Web Database for Design Process Descriptions

Project Proposal by Martin Stacey


Web Database for Design Process Descriptions

Software

(Probably) Java and XHTML, maybe XML, plus a database management system

Covers

Programming, systems design, web interface design, databases

Skills Required

Programming, some knowledge of databases and web publishing, preferably some interest in HCI and in design, coping with the ignorant client from hell.

Challenge

Conceptual ??? Technical ??? Programming ???

Brief Description

Martin Stacey is involved in a research project with colleagues at the University of Cambridge, the Open University and the Massachusetts Institute of Technology, that is studying the similarities and differences between design processes between companies, between product types and between industries, ranging from airliners to pullovers. One aspect of this research project is the description of patterns of characteristic features of design processes and the causal factors that link them, that can be present in superficially different design processes and absent in others. The research project aims to develop, over time, a large catalogue of such patterns.

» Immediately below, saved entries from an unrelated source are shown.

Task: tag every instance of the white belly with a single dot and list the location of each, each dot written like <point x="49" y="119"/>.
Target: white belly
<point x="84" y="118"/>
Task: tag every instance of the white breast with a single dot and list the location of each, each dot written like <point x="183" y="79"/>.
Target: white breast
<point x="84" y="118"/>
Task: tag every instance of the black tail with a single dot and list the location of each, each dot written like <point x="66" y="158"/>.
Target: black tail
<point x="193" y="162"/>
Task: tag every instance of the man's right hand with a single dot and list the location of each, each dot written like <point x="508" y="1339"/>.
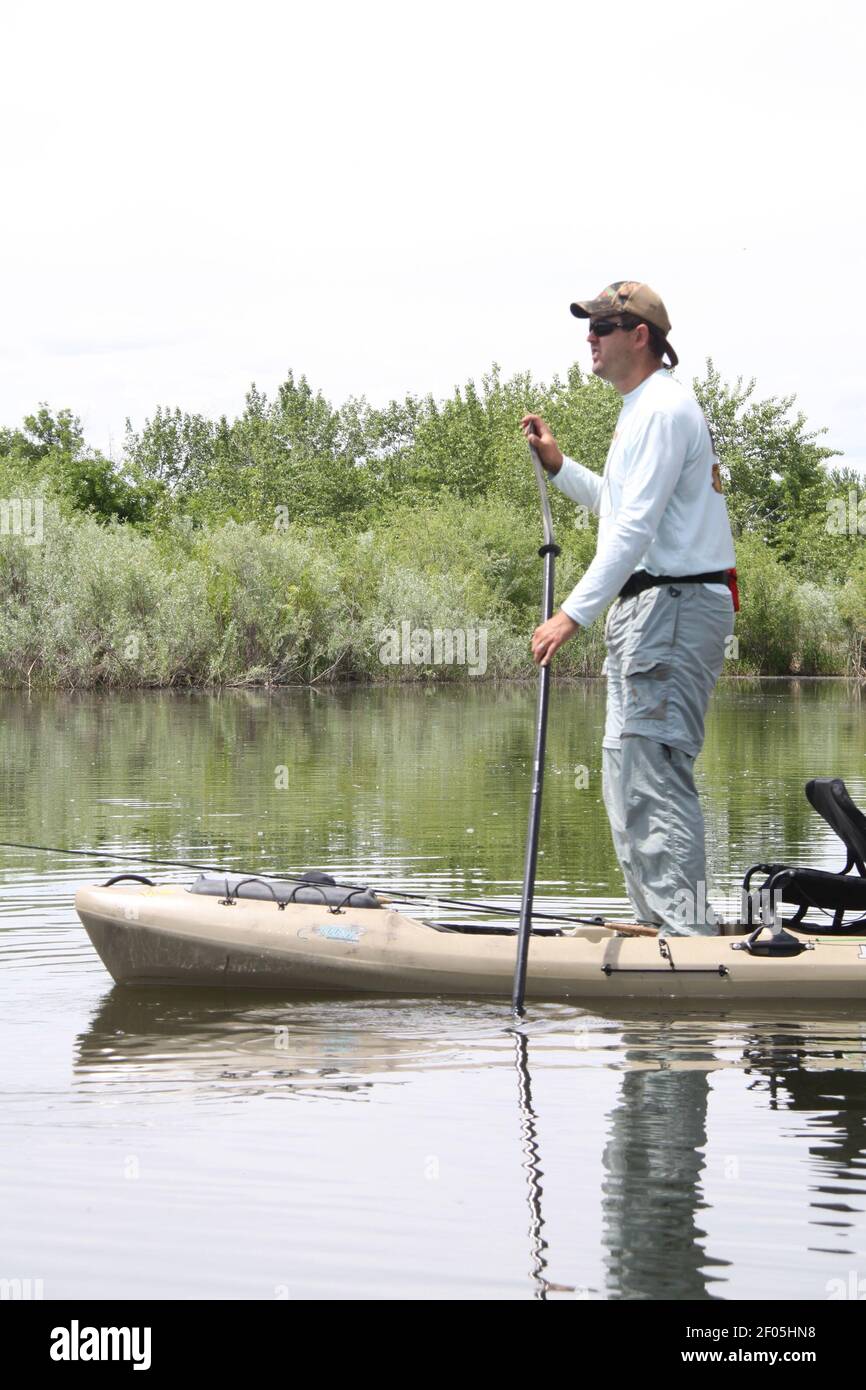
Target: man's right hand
<point x="542" y="441"/>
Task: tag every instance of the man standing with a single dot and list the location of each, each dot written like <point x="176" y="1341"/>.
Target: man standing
<point x="665" y="553"/>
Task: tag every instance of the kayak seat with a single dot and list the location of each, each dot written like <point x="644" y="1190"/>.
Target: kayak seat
<point x="836" y="894"/>
<point x="314" y="887"/>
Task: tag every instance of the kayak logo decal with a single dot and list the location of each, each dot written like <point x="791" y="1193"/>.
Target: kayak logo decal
<point x="334" y="931"/>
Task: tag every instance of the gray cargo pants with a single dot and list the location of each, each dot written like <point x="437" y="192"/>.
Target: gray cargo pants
<point x="665" y="653"/>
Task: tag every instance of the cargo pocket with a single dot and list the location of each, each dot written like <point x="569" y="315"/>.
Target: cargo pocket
<point x="648" y="663"/>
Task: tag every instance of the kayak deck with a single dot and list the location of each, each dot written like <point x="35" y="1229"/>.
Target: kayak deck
<point x="168" y="936"/>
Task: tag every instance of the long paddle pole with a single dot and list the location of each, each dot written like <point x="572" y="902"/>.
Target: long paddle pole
<point x="548" y="551"/>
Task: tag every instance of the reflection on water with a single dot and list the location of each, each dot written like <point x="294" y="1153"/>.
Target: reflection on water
<point x="211" y="1144"/>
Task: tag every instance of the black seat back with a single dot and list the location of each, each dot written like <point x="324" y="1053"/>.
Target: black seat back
<point x="830" y="798"/>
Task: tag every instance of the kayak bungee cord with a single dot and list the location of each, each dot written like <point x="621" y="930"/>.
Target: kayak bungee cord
<point x="548" y="551"/>
<point x="293" y="877"/>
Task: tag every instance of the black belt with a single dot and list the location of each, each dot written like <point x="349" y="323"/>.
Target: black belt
<point x="641" y="580"/>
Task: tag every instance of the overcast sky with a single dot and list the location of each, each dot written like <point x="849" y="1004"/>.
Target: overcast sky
<point x="389" y="196"/>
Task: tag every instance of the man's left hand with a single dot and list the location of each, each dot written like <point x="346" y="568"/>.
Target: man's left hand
<point x="549" y="637"/>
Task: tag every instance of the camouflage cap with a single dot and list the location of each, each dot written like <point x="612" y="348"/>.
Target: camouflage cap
<point x="628" y="296"/>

The aim of this project is to develop a web database system to hold this catalogue. It should enable the members of the project, anywhere in the world, to write and amend descriptions of these patterns of designing, via the World Wide Web. The system should make it easy to create new entries by modifying old ones, organise entries in the catalogue into hierarchies and then amend those hierarchies, and include cross-references to different kinds of documents within the catalogue. The system should support password protection for edit functions, and perhaps for accessing some pages; it should also enable submissions of proposed changes to be made to a moderator. Ideally it should support rollback to a previous state, and some form of version control.

Warning: these users have requirements....

Variant

This might be the ideal project within which to explore the power of object oriented databases.